Intercom - Buildkite Case Study


The Intercom team deploys about 150 times per day across multiple applications in the codebase. The continuous shipping of code requires the team to run a large number of tests and they needed a CI solution that could keep up with their demands.

Previously, Intercom was using two other CI tools — almost in redundancy — in order to achieve the stability they needed to build and to enable Intercom developers to do performance work on either of those environments. Unfortunately, even with dual solutions, they were unable to achieve the speed and control levels needed. “We’d still have outages and all sorts of problems which was frustrating,” says Scanlan. In the end, neither platform allowed the team to optimize for the things the team wanted. Plus, it was time-consuming and expensive to keep up both of them.

The team knew what they needed: reliability, control, and speed. “Getting the reliability of tests to run correctly was the first thing we needed to focus on. Just having full insight into what was going on would give us more visibility, and we’d be able to fix things quicker rather than working on a more closed platform,” Scanlan reflects back, “Then, optimizing for speed because the faster we can get feedback to the developers, the better.”

Solution

The final straw came when the Intercom team grew tired of seeing a continued failure rate of their JavaScript application — nearly 50% of the tests were failing.

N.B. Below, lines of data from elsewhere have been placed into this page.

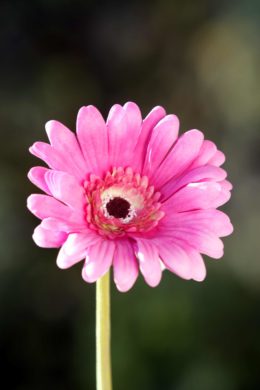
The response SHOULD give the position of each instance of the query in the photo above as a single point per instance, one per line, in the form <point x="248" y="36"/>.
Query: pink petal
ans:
<point x="36" y="175"/>
<point x="149" y="122"/>
<point x="64" y="141"/>
<point x="64" y="226"/>
<point x="197" y="264"/>
<point x="149" y="262"/>
<point x="98" y="260"/>
<point x="180" y="157"/>
<point x="218" y="159"/>
<point x="211" y="220"/>
<point x="65" y="188"/>
<point x="75" y="248"/>
<point x="163" y="137"/>
<point x="124" y="126"/>
<point x="125" y="265"/>
<point x="44" y="206"/>
<point x="202" y="241"/>
<point x="93" y="139"/>
<point x="199" y="174"/>
<point x="174" y="258"/>
<point x="55" y="159"/>
<point x="226" y="185"/>
<point x="202" y="195"/>
<point x="48" y="238"/>
<point x="207" y="151"/>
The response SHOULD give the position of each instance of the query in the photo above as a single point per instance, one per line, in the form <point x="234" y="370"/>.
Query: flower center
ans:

“There was nothing wrong with the tests; it was the environment that was always failing,” Scanlan reports. This seemed like a good use case to try a new approach so, focusing solely on reliability, the Intercom team used Buildkite to orchestrate the build within their own EC2 infrastructure. “We didn’t even have an efficiency goal at that point. We just wanted a reliability improvement, so that was the small thing we were going to try out first,” reports Scanlan. Once they saw that reliability was no longer an issue, the team began optimizing for speed and moving all of their builds over to Buildkite.

Benefits

For a company whose “heartbeat is shipping”, time is priceless. While it used to take 20 to 25 minutes, the Intercom team can now run tens of thousands of tests in just three minutes. This provides their developers with real-time feedback which translates to a better developer experience and also gives them the ability to be more responsive when doing things like rolling back problems, getting changes out, or dealing with security problems.

“The mix of being able to own the infrastructure, performance-tune everything ourselves, having that full control, and then taking advantage of some Buildkite features (things like retries for failed build jobs and other kinds of automation) allows us to go really, really fast,” says Scanlan.